Reading the content in Coulomb's law


The vector form of Coulomb's law is compact — just one term, but there are lots of symbols and the symbols have lots of "diacritical markers" — hangers on, like subscripts and different vector marks — arrows, hats, and subscripts:

$$\overrightarrow{F}^E_{Q \rightarrow q} =  \frac{k_CqQ}{r^2_{qQ}} \hat{r}_{Q \rightarrow q}$$

This is because, as with many of our equations, we pack a lot of conceptual ideas  into an equation and must be carefully interpreted to make sense of what the equation is telling us. Each symbol in the equation reminds us of some important conceptual idea. Let's make sense of Coulomb's law — "see the dog in the equation" — by unpacking what you have to know in order to understand this relationship.

1. What does it represent? The complicated symbol on the left tells us that what we are doing here is calculating something. It's not like Newton's 2nd law — a relationship between quantities that are defined elsewhere by other means. The left hand side here tells us what physical concept we are calculating: the electric force that one charge exerts on another and the expression tells us what properties of the objects and the physical situation it depends on. Both the main symbol and all its "hanger ons" tell us how this quantity fits into the Newtonian framework.  It's a force (F) of a particular kind — electrical (E). The object causing the force has the property that its charge is $Q$ and the object feeling the force has the property that its charge is $q$.

2. What does this force depend on?

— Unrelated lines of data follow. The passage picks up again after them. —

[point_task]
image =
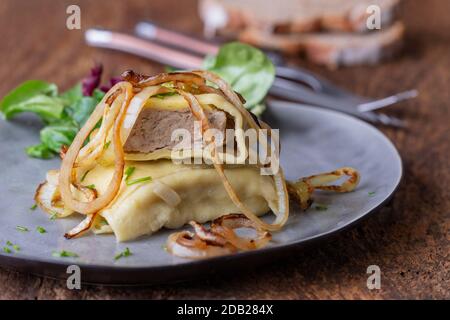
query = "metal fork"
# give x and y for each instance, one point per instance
(284, 88)
(151, 31)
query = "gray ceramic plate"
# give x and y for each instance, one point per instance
(313, 141)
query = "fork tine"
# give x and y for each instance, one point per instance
(381, 103)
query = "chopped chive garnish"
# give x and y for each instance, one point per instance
(321, 207)
(64, 253)
(140, 180)
(128, 172)
(84, 175)
(123, 254)
(40, 229)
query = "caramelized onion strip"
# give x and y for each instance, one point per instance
(71, 155)
(225, 226)
(186, 244)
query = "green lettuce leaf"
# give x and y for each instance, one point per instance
(247, 69)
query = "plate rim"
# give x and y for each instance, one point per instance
(24, 262)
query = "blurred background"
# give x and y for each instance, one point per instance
(409, 237)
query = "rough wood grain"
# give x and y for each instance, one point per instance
(409, 239)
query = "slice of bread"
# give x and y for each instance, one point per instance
(292, 16)
(333, 49)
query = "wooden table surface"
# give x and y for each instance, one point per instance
(409, 238)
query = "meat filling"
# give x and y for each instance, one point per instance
(153, 128)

Remember that a (physical) force is an interaction between two objects that have a tendency to make both objects change their velocities (through being part of a net force in Newton's second law). This law tells us that the force depends on the magnitude and direction of the distance between the two objects ($r_{Qq}$ and $\hat{r}_{Q \rightarrow q}$ respectively); and also on the magnitude of both of the charges.

3. $\pmb{qQ}$ — The fact that the law has the product of the charges of the two interacting objects on top tells us that the force is proportional to both the charge that is creating the force and the charge that is feeling the force. That's sensible since if we look at the charge creating the force, if it has multiple pieces, each piece of the charge will exert a force on the charge feeling the force and the total will be that all added together. (If there are N electrons creating the force, the force felt will be N times as big as the force created by 1 electron.) This is also sensible for the charge feeling the force. If the charge feeling the force is made up of a number of charges, each of the charges feeling the force created by the other charge will feel the same force, so if we add all those charges together as one object, the total force felt will add those forces together. (If there are M protons feeling the force, the force felt will be M times as big as the force felt by 1 proton.)

4. $\pmb{r^2_{Qq}}$  — This symbol, and the fact that it is in the denominator, tells us that the force falls of like the square of the distance between the two charges.

5. $\pmb{\hat{r}_{Q \rightarrow q}}$ -- This symbol tells us the direction of the force that an object with charge Q exerts on an object with charge q.  Recall that this symbol is defined as

$$\hat{r}_{Q \rightarrow q} = \frac{\overrightarrow{r}_{Q \rightarrow q}}{r_{Q \rightarrow q}}$$

and means: the displacement vector from the position of charge $Q$ to the position of charge $q$ divided by the magnitude of that distance. It leaves us with a vector pointing in the direction from charge $Q$ to charge $q$ but just a unit vector that gives direction — no units and it has unit length. This is the natural direction that we would choose for two positive charges that we know repel each other.

This form of the law also treat the charges differently than when we write just the magnitude of the force. Since changing the sign of one of the charges changes the forces from attraction to repulsion, and since the negative of a vector is just the flip of the vector (the same length vector but in the opposite direction), the signs from the charges work correctly to give the directions.

This is a complicated looking equation, but if you remember the physical ideas it is representing —

  • charges exert electric forces on each other, like charges repelling, opposite charges attracting;
  • the forces each charge feels are proportional to the strengths of the charges creating the force and the charges feeling the force;
  • the force gets weaker with the square of the distance between the charges;

then you ought to be able to make sense of what information the symbology is carrying.

When does this equation work? This equation explicitly gives the force between two "point charges". What this means is that the charges are very small compared to the distance between them. For that case, this equation always works. If you have a distributed charge you can't use this equation. You have to break up the distributed charge into tiny charges. You can then use this equation and add up the results (perhaps do an integral). But because the distances will change for each of the tiny pieces, the result won't look exactly like Coulomb's law anymore.